Название: Ablam - Ustam Emine Işınsu
Автор: Hasan Kallimci
Издательство: Elips Kitap
isbn: 978-625-6853-62-1
isbn:
E. Işınsu Öksüz
Mühim Not: Sait Faik’i okudun mu? Mutlaka oku. Adamın şusu busu bir tarafa gerçekten çok iyi bir hikâyeci. Tesir altında kalma ama faydalanacak şekilde oku”.
“Töre” antetli beyaz kâğıda, daktilo ile yazdığı bir başka mektup:
“26 Ocak 1981
Değerli kardeşim,
Ne iyi ettin de yazdın, sana cevap verememiş olmak içimde bir yara gibiydi. Tahmin edersin eylülden beri son derece kesif bir sıkıntıya girdim, adetâ bir bunalım… Hayır yavrucuğum, Kültür Bakanlığı’ndaki işlerinin iyi gitmesi ile benim hiç ilgim yok, orası ile çoktan kestiler ilgimi. Başarını tamamıyla kendine borçlusun.

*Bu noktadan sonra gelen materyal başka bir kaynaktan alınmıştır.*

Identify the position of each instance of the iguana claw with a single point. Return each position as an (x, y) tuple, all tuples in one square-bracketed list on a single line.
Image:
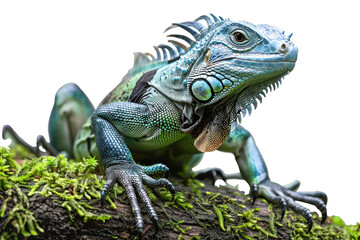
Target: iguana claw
[(132, 177), (254, 191), (286, 196)]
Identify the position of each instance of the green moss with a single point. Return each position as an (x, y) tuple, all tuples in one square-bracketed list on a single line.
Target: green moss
[(73, 183)]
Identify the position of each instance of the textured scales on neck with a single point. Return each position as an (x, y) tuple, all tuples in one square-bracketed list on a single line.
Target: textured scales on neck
[(220, 75)]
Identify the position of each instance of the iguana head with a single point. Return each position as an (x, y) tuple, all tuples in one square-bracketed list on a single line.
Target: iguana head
[(223, 73)]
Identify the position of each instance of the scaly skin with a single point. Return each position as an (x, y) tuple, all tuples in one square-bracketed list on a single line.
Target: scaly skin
[(170, 109)]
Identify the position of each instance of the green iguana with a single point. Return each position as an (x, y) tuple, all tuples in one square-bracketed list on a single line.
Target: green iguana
[(170, 109)]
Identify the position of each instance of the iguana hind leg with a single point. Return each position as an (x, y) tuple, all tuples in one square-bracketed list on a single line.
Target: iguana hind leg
[(70, 111)]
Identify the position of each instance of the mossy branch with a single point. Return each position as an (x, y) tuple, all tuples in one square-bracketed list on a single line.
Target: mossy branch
[(54, 197)]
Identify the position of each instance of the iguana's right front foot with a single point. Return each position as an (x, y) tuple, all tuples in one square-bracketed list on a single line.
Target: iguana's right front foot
[(132, 177)]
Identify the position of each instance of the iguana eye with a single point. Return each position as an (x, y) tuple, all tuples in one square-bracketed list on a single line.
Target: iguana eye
[(240, 37)]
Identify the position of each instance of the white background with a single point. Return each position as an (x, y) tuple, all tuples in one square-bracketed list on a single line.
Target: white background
[(308, 129)]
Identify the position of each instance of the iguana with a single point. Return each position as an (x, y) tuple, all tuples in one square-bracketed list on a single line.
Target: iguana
[(171, 108)]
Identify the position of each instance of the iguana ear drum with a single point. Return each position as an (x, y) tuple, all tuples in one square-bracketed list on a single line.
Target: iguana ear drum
[(201, 90)]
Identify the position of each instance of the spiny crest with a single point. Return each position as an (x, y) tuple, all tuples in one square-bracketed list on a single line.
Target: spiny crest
[(166, 52)]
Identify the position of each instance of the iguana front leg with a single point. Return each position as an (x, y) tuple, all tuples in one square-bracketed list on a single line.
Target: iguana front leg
[(111, 122), (254, 172)]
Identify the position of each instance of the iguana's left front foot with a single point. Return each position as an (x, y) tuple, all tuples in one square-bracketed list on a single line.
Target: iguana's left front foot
[(287, 195), (132, 177)]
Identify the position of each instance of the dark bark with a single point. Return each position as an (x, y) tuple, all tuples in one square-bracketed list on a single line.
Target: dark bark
[(59, 224)]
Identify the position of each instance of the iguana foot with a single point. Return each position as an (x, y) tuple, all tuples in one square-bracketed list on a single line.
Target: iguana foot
[(132, 177), (287, 195), (211, 173)]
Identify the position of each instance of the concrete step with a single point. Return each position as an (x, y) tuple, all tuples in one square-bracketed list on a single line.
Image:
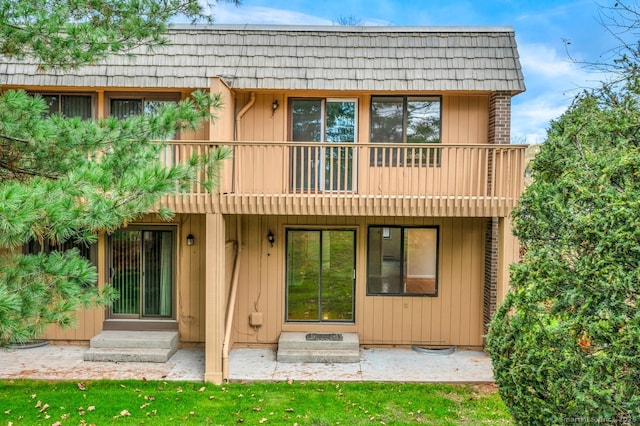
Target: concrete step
[(298, 340), (128, 355), (132, 346), (320, 347), (322, 356), (135, 339)]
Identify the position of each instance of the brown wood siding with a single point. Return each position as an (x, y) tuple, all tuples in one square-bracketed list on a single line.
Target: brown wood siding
[(453, 317)]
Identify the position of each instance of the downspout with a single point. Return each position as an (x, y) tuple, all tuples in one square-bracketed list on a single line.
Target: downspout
[(231, 303), (242, 112)]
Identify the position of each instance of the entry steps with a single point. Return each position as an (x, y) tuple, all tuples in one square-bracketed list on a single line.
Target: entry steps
[(132, 346), (312, 347)]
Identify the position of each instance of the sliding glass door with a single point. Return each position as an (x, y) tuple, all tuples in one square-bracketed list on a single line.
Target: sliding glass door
[(142, 271), (320, 275)]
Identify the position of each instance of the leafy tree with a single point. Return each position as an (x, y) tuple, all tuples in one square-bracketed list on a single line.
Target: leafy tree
[(64, 181), (564, 343)]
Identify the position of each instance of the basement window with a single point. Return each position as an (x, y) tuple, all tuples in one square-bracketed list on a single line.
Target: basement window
[(402, 261)]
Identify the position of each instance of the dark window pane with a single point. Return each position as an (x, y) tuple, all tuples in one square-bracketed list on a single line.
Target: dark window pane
[(76, 106), (386, 119), (53, 103), (420, 246), (423, 120), (341, 121), (125, 108), (385, 260), (306, 120)]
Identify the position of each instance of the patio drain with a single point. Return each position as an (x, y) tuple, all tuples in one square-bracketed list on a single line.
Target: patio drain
[(435, 351)]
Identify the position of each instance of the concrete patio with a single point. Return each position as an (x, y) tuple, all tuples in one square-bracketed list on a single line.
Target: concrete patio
[(53, 362)]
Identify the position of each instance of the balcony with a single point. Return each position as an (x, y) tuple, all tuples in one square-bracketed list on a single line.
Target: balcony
[(355, 179)]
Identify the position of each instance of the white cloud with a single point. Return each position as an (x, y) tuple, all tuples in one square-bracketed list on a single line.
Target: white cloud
[(225, 13), (552, 82)]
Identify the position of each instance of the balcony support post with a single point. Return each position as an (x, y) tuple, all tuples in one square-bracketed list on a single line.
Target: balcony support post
[(215, 296), (508, 252)]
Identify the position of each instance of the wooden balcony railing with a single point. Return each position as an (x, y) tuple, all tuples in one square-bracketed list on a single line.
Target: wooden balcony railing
[(358, 179)]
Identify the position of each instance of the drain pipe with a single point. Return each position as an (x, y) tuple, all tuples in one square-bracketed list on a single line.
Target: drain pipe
[(231, 303), (242, 112)]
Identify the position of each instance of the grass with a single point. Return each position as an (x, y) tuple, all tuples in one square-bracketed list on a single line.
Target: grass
[(305, 403)]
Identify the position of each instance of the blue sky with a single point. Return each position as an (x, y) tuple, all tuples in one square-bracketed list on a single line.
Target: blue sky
[(542, 29)]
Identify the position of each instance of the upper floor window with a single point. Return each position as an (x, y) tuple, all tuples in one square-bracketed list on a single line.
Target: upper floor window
[(402, 261), (125, 107), (323, 166), (323, 120), (69, 105), (405, 119)]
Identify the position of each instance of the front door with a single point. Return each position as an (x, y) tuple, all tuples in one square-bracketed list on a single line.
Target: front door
[(320, 275), (142, 271)]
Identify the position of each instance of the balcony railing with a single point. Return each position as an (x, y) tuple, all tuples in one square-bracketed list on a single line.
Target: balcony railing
[(358, 179)]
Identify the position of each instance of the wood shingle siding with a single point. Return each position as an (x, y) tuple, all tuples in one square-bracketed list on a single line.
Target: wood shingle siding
[(305, 58)]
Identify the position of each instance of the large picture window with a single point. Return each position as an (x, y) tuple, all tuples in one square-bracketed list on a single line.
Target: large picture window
[(402, 261), (126, 107), (405, 119), (328, 166), (70, 106), (89, 252)]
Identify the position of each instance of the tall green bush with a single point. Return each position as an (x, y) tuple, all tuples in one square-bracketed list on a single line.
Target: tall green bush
[(565, 343)]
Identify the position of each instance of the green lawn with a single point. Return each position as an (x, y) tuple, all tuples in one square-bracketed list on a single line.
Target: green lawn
[(32, 402)]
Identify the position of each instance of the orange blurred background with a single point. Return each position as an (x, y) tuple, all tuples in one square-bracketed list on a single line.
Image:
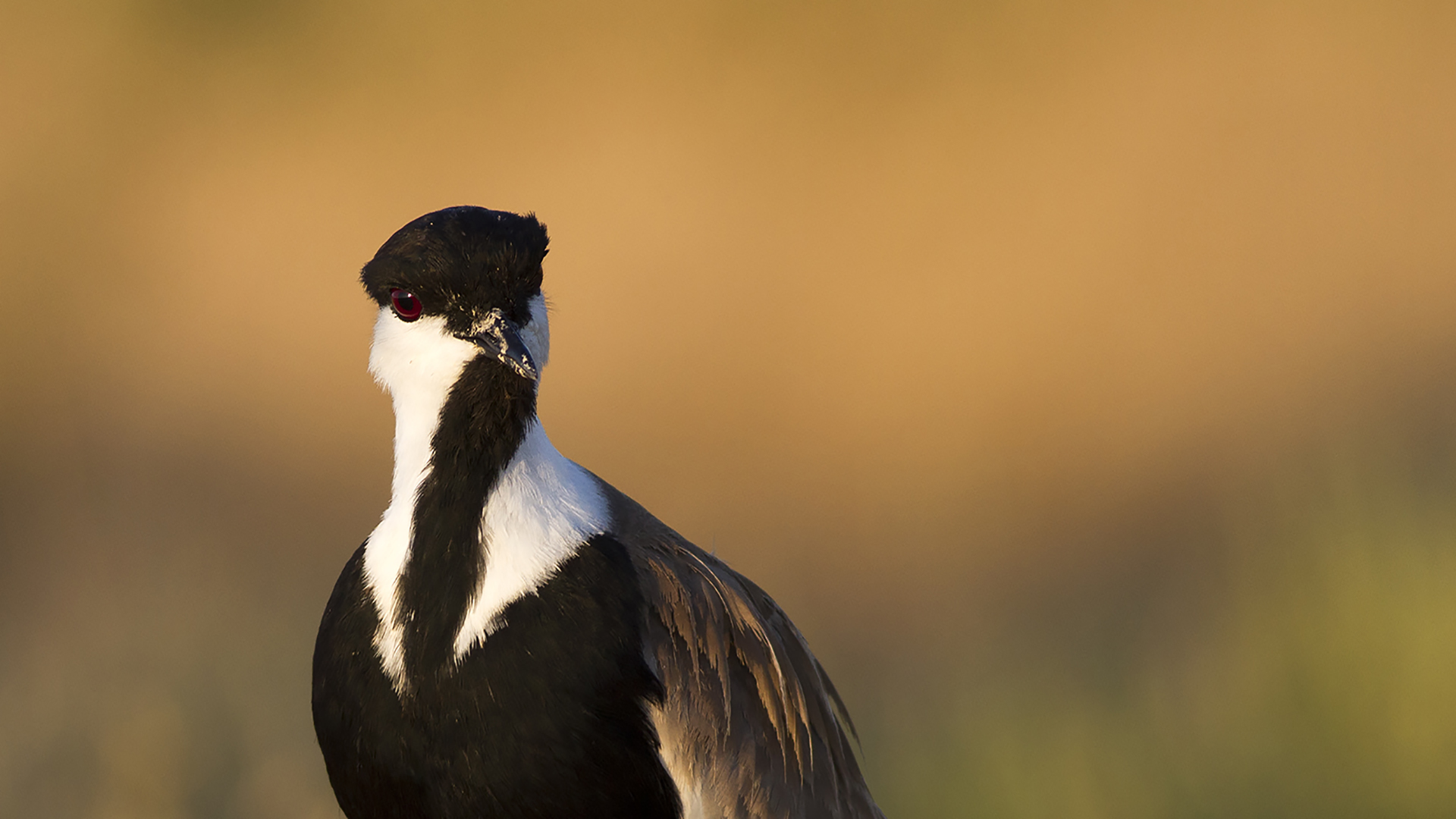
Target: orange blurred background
[(1079, 376)]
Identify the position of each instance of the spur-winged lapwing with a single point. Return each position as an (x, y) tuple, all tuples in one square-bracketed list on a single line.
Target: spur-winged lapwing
[(517, 639)]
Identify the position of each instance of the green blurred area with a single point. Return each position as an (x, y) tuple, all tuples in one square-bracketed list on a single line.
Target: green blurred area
[(1076, 375)]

Sorularına cevap vereyim: Sözcü’nün çıkması için fikrî yardımda, ilgi ve teşvikte bulunduk ama dergiyi biz çıkarmıyoruz. Tamamıyla Avni Özgürel çıkarıyor, finanse ediyor falan. Dedikodu yazmaya kendim talip olmuştum ama Avni bana malzeme verecekti. Bu çeşit yazılar için ortada bulunmak, oraya buraya girip çıkmak, sosyal-siyasî bir yaşantıyı sürdürmek gerek ki benim yapabileceğim iş değil… Böylece malzeme sıkıntısı çektim, baktım yazdıklarım bir şeye benzemiyor. Ayrıca benim dedikodu yazmamı yadırgayanlar da oldu, Bilge Erdem vs gibi. Eğer yazdıklarımdan memnun olsaydım, başkalarının fikri ilgilendirmezdi, çünkü bu çeşit yazı, romanın bir parçası gibi, roman üslûbumu bozmuyor. Fakat işte beğenmedim ve vazgeçtim… Hiç kimse de, “İyi oluyordu devam etseydin” demedi, demek ki sahiden lüzumsuzmuş o köşe. Böylece bitti.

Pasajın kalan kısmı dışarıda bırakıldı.